Antoinette realized that he wasn’t speaking to her – he was addressing all his comments to the nurse. Even though it was her mouth, she didn’t seem to exist to him.

Why, she thought. Does he think that being in a mental hospital renders me incapable of hearing or understanding?

The next words filled her with alarm.

‘Hold her hands, please, nurse.’

Just as she was wondering why her hands needed holding, she felt a strong grip on her wrists and then, instead of the prick of a needle delivering the painkiller to her gums, she felt her mouth fill with pain.
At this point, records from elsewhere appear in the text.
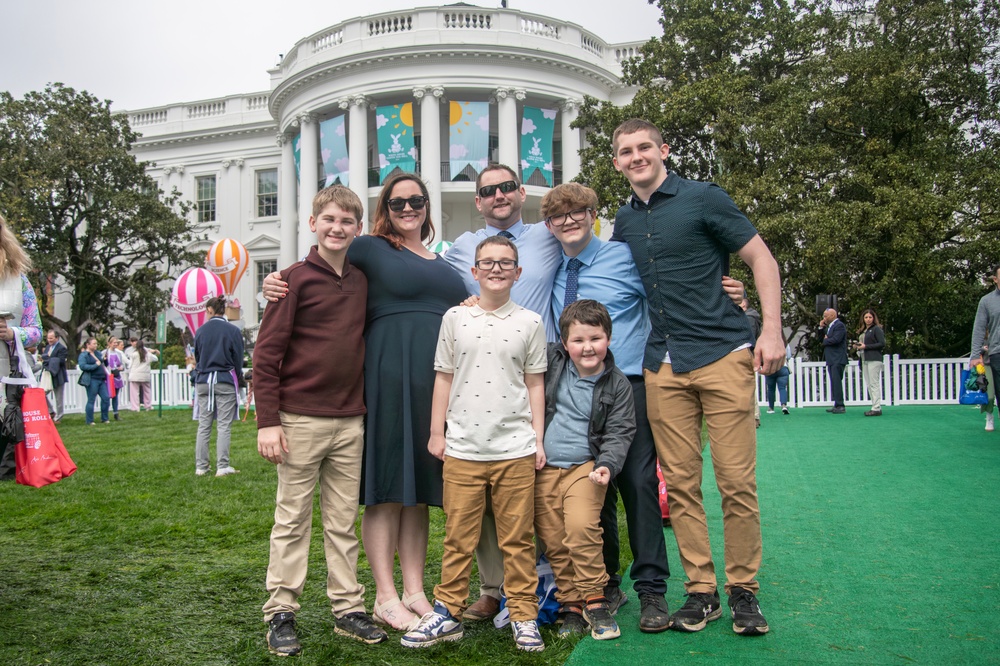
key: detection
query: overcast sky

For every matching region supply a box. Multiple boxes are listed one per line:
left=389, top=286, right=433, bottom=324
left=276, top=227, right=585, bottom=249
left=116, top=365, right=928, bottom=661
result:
left=0, top=0, right=660, bottom=111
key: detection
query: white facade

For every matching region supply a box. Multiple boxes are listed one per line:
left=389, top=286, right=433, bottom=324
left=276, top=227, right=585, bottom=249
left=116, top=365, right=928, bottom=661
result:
left=128, top=4, right=642, bottom=324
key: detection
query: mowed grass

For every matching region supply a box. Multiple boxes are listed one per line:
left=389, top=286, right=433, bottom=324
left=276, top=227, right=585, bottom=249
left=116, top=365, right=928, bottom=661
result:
left=0, top=410, right=584, bottom=665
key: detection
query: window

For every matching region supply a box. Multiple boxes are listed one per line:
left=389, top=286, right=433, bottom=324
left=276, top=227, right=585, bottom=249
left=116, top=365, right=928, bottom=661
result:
left=195, top=176, right=215, bottom=224
left=254, top=259, right=278, bottom=324
left=257, top=169, right=278, bottom=217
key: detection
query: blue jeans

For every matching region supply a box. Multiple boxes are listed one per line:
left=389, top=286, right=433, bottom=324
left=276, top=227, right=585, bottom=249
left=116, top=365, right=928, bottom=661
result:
left=84, top=377, right=110, bottom=425
left=764, top=365, right=788, bottom=409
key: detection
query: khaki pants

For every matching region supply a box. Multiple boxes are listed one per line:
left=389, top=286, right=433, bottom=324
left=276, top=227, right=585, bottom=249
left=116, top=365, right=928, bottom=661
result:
left=263, top=412, right=365, bottom=621
left=434, top=454, right=538, bottom=621
left=645, top=349, right=762, bottom=593
left=535, top=460, right=608, bottom=604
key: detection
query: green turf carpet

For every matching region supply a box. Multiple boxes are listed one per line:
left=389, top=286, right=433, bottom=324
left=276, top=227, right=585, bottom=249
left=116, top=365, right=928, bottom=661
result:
left=567, top=405, right=1000, bottom=666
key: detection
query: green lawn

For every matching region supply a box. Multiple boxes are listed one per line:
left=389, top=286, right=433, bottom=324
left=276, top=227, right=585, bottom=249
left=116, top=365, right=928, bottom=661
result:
left=0, top=410, right=584, bottom=665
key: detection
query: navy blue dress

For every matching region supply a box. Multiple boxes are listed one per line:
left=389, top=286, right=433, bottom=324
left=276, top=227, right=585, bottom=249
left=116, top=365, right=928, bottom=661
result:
left=348, top=236, right=467, bottom=506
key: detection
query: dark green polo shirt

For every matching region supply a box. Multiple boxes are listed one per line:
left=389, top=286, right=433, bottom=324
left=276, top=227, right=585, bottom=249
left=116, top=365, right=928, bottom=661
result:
left=611, top=172, right=757, bottom=372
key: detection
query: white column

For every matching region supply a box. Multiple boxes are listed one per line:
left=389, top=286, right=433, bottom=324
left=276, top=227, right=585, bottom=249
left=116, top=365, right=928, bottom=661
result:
left=341, top=95, right=371, bottom=233
left=278, top=134, right=299, bottom=269
left=494, top=88, right=521, bottom=173
left=413, top=86, right=444, bottom=223
left=295, top=113, right=319, bottom=260
left=560, top=99, right=583, bottom=183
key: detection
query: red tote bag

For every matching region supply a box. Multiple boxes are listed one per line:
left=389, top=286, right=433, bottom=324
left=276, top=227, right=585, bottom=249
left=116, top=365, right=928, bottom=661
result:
left=14, top=388, right=76, bottom=488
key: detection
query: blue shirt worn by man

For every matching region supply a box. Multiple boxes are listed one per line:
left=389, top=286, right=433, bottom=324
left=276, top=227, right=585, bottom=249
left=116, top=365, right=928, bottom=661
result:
left=611, top=171, right=757, bottom=372
left=444, top=220, right=562, bottom=342
left=552, top=236, right=650, bottom=377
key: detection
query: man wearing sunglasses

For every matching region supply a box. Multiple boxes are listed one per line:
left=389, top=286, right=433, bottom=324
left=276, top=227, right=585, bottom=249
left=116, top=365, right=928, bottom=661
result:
left=444, top=164, right=562, bottom=622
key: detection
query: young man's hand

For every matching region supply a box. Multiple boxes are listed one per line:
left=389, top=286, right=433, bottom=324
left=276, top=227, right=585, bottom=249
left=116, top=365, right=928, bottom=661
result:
left=257, top=426, right=288, bottom=465
left=427, top=435, right=445, bottom=462
left=588, top=467, right=611, bottom=486
left=261, top=271, right=288, bottom=303
left=535, top=444, right=545, bottom=472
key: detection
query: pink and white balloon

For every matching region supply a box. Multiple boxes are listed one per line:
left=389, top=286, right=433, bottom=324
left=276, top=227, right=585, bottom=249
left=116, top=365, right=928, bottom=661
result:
left=205, top=238, right=250, bottom=296
left=170, top=268, right=225, bottom=334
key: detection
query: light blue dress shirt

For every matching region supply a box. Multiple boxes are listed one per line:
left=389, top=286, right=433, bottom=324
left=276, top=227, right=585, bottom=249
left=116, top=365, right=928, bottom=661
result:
left=444, top=220, right=564, bottom=340
left=552, top=236, right=650, bottom=376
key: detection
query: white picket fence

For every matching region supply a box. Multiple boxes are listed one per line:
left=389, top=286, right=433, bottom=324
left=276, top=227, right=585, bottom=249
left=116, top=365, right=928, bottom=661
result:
left=757, top=355, right=969, bottom=407
left=54, top=355, right=969, bottom=414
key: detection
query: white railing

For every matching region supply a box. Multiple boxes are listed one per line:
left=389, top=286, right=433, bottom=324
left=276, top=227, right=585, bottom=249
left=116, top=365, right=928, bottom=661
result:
left=54, top=356, right=968, bottom=414
left=757, top=355, right=969, bottom=407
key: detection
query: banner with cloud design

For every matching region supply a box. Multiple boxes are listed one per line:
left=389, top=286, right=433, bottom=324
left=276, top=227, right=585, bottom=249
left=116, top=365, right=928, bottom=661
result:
left=375, top=102, right=417, bottom=184
left=319, top=114, right=351, bottom=187
left=521, top=106, right=556, bottom=187
left=448, top=102, right=490, bottom=180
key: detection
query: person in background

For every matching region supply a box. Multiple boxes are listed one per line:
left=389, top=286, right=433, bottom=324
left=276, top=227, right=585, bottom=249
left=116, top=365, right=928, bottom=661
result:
left=857, top=308, right=885, bottom=416
left=969, top=264, right=1000, bottom=432
left=76, top=338, right=111, bottom=425
left=193, top=296, right=243, bottom=476
left=128, top=338, right=159, bottom=412
left=0, top=215, right=42, bottom=479
left=103, top=335, right=125, bottom=421
left=42, top=330, right=69, bottom=423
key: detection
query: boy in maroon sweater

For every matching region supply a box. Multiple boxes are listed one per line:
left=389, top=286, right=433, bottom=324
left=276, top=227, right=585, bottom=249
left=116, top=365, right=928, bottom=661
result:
left=253, top=185, right=386, bottom=655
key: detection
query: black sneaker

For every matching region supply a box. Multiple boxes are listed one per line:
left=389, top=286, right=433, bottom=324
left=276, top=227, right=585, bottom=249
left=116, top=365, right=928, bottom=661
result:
left=583, top=597, right=622, bottom=641
left=670, top=591, right=722, bottom=631
left=267, top=613, right=302, bottom=657
left=333, top=612, right=389, bottom=645
left=729, top=587, right=768, bottom=636
left=639, top=592, right=670, bottom=634
left=604, top=585, right=628, bottom=615
left=556, top=604, right=588, bottom=638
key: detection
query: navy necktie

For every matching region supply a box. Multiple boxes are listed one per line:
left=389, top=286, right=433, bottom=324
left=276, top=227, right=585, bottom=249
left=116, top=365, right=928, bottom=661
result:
left=563, top=257, right=583, bottom=307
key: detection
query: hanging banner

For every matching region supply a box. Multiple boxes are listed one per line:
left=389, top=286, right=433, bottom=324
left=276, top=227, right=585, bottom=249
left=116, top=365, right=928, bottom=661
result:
left=319, top=114, right=351, bottom=187
left=375, top=102, right=417, bottom=184
left=448, top=102, right=490, bottom=180
left=521, top=106, right=556, bottom=187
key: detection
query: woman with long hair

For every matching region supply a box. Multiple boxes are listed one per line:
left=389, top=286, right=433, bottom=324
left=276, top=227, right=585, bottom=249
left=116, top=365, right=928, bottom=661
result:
left=348, top=173, right=467, bottom=630
left=0, top=215, right=42, bottom=479
left=128, top=340, right=159, bottom=412
left=857, top=308, right=885, bottom=416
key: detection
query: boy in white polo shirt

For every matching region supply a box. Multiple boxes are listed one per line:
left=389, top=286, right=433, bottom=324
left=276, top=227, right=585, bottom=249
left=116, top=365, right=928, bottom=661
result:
left=400, top=235, right=546, bottom=652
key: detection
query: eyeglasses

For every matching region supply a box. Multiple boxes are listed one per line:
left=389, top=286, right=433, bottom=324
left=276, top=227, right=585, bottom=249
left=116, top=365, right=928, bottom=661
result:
left=476, top=259, right=517, bottom=271
left=545, top=208, right=594, bottom=227
left=386, top=197, right=427, bottom=213
left=479, top=180, right=518, bottom=199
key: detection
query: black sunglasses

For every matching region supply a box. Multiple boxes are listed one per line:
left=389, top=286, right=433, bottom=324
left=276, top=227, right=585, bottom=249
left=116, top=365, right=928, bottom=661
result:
left=479, top=180, right=517, bottom=199
left=386, top=197, right=427, bottom=213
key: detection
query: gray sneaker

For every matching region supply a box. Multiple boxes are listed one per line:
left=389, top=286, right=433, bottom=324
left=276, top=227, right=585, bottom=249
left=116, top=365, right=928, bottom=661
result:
left=267, top=613, right=302, bottom=657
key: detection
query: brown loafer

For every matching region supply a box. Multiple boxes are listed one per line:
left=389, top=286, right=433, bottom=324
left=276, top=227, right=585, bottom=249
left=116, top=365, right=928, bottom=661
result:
left=462, top=594, right=500, bottom=622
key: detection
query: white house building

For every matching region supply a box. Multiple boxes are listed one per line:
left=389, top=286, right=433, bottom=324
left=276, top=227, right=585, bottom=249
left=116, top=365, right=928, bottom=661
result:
left=128, top=3, right=642, bottom=325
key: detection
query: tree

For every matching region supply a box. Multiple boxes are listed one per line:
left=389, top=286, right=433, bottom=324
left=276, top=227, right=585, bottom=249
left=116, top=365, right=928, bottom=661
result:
left=0, top=83, right=200, bottom=348
left=578, top=0, right=1000, bottom=356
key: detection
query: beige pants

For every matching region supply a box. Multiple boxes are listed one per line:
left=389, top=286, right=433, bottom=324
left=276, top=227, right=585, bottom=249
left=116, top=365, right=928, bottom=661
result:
left=263, top=412, right=365, bottom=621
left=535, top=460, right=608, bottom=604
left=434, top=454, right=538, bottom=621
left=645, top=349, right=762, bottom=593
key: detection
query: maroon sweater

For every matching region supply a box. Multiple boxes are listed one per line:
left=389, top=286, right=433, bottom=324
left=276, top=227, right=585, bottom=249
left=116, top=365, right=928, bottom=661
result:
left=253, top=246, right=368, bottom=428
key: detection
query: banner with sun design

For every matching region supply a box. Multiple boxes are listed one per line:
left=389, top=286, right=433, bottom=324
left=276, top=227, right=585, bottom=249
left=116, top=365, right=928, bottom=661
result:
left=319, top=114, right=351, bottom=187
left=448, top=102, right=490, bottom=180
left=521, top=106, right=556, bottom=187
left=375, top=102, right=417, bottom=184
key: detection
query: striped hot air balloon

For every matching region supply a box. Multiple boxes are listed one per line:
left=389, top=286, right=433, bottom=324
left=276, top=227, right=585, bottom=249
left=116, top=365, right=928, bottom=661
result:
left=170, top=268, right=224, bottom=334
left=205, top=238, right=250, bottom=296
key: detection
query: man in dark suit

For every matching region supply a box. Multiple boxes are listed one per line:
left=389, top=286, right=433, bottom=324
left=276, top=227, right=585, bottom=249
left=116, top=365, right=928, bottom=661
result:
left=42, top=331, right=69, bottom=423
left=820, top=308, right=847, bottom=414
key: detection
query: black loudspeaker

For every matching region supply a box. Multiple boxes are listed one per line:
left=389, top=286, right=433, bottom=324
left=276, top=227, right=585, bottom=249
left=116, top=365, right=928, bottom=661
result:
left=816, top=294, right=840, bottom=317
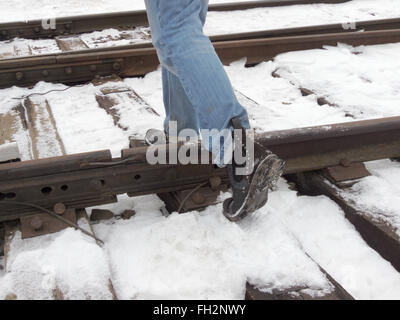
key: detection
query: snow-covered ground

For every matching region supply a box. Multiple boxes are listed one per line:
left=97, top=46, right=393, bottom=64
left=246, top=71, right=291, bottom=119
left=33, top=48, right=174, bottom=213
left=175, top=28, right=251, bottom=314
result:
left=0, top=0, right=400, bottom=299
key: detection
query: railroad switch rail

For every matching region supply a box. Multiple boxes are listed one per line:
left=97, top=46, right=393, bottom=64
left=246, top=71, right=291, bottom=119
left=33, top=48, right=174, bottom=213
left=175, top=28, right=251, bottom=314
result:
left=0, top=117, right=400, bottom=235
left=0, top=0, right=349, bottom=41
left=0, top=29, right=400, bottom=88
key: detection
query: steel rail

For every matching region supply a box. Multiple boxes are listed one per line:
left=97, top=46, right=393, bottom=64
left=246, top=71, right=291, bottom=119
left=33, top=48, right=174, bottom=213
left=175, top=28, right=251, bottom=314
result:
left=0, top=117, right=400, bottom=221
left=0, top=29, right=400, bottom=88
left=0, top=0, right=349, bottom=40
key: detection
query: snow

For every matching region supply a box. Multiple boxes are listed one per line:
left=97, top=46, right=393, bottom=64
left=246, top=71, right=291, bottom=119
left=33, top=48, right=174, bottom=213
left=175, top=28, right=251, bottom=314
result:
left=275, top=43, right=400, bottom=119
left=0, top=0, right=400, bottom=299
left=342, top=160, right=400, bottom=236
left=0, top=228, right=112, bottom=300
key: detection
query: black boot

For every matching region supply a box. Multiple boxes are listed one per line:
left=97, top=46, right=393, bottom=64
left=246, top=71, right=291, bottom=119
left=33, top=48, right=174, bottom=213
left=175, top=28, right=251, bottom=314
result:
left=224, top=118, right=285, bottom=221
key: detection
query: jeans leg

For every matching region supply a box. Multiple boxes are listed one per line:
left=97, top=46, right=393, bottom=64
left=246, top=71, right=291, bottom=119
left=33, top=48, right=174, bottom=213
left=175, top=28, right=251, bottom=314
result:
left=162, top=67, right=200, bottom=135
left=145, top=0, right=249, bottom=163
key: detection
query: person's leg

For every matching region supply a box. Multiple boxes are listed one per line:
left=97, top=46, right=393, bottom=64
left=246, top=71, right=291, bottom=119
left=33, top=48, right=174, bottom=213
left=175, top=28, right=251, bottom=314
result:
left=145, top=0, right=249, bottom=165
left=162, top=67, right=200, bottom=135
left=145, top=0, right=284, bottom=221
left=162, top=0, right=209, bottom=133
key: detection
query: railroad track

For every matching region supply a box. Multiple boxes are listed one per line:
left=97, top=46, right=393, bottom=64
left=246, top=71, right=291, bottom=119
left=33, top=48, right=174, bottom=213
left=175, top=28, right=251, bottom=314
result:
left=0, top=0, right=348, bottom=41
left=0, top=1, right=400, bottom=300
left=0, top=19, right=400, bottom=88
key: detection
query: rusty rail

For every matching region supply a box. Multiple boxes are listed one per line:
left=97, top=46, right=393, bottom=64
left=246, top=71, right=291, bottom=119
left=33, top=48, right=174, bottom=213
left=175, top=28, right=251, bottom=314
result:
left=0, top=0, right=349, bottom=40
left=0, top=29, right=400, bottom=88
left=0, top=117, right=400, bottom=221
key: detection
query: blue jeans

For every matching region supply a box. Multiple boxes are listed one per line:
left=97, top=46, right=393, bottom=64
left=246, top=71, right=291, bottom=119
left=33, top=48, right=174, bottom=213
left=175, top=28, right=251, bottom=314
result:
left=145, top=0, right=249, bottom=165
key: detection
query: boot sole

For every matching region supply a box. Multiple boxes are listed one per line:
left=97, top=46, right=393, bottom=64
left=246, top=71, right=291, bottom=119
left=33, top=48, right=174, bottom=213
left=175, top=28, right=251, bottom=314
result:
left=224, top=154, right=285, bottom=222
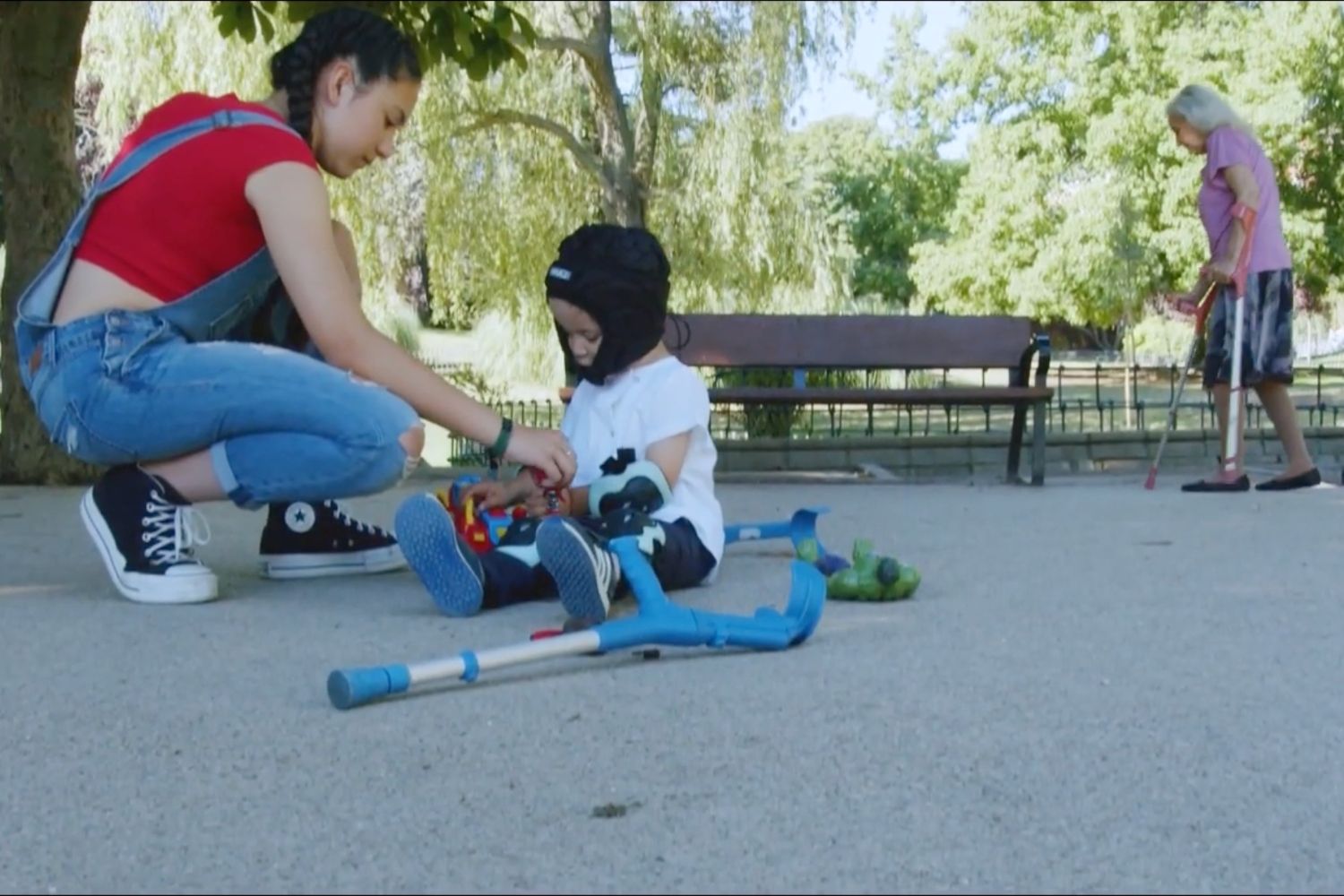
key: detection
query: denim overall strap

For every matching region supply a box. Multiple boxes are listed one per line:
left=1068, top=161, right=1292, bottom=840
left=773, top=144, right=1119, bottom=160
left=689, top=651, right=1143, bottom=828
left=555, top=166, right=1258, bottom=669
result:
left=15, top=108, right=301, bottom=349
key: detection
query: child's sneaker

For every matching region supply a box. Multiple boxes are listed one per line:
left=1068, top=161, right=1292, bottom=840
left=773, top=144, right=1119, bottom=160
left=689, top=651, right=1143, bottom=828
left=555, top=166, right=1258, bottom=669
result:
left=397, top=493, right=486, bottom=616
left=261, top=501, right=406, bottom=579
left=537, top=517, right=621, bottom=622
left=80, top=466, right=218, bottom=603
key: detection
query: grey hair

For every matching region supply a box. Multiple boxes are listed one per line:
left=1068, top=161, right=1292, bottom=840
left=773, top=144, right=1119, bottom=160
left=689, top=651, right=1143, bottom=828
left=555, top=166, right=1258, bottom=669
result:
left=1167, top=84, right=1255, bottom=137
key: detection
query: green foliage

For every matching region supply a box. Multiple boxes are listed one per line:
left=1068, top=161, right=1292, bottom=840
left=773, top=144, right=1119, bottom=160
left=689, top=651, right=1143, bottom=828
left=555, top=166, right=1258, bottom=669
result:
left=881, top=1, right=1344, bottom=326
left=418, top=3, right=852, bottom=377
left=210, top=0, right=537, bottom=81
left=789, top=116, right=965, bottom=307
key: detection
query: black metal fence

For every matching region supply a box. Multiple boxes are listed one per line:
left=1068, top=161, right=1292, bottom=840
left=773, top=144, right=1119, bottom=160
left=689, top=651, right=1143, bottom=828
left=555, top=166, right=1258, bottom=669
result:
left=451, top=361, right=1344, bottom=463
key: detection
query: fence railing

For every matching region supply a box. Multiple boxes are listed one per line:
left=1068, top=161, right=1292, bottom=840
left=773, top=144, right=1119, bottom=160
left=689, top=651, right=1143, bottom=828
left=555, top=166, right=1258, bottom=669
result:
left=451, top=363, right=1344, bottom=463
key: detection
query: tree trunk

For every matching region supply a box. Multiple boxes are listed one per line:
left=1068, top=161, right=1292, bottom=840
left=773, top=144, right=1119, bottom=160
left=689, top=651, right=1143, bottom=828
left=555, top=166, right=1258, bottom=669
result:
left=0, top=1, right=94, bottom=485
left=586, top=0, right=644, bottom=227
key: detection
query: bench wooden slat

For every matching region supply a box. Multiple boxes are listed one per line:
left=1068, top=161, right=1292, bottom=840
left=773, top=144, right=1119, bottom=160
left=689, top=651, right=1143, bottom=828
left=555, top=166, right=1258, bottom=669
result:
left=710, top=385, right=1054, bottom=404
left=664, top=314, right=1034, bottom=369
She struggled in her chair, trying to convey the agony she was feeling, so that surely he would stop. She could not believe that he would cause such torment on purpose. Inadvertently, her nails scratched the dentist’s hand.

‘Hold her tighter,’ he snapped, and she felt his anger and impatience at having to treat her.

When the nurse finally released her, she was still shaking with pain. She couldn’t believe he had done such a thing to her, or that she had managed to get through it. She found out later that he had removed the nerve from her tooth and not deemed it necessary to inject analgesic into a mental hospital patient.

As the pain subsided, something that felt somehow worse filled her instead. It was the complete humiliation of being treated as something with no feelings. She dug her fingers into her palms to stop herself crying as she listened to him talk to the nurse and make another appointment for the crown to be fitted.

She left the surgery on legs that still shook and jumped thankfully back into the ambulance. All she wanted to do was reach the safety of her ward. She leant her head against the back of her seat and closed her eyes.

Back in the familiar surroundings of the ward, she gave the excuse for not talking that her mouth hurt. She could not bring herself to repeat the details of her treatment. All of a sudden, her perception of the hospital changed. It was where the outside was locked out as opposed to the patients being locked in. Now she saw it as a safe place where she felt accepted and even cared for.

Why would she ever want to leave when the world outside was so harsh?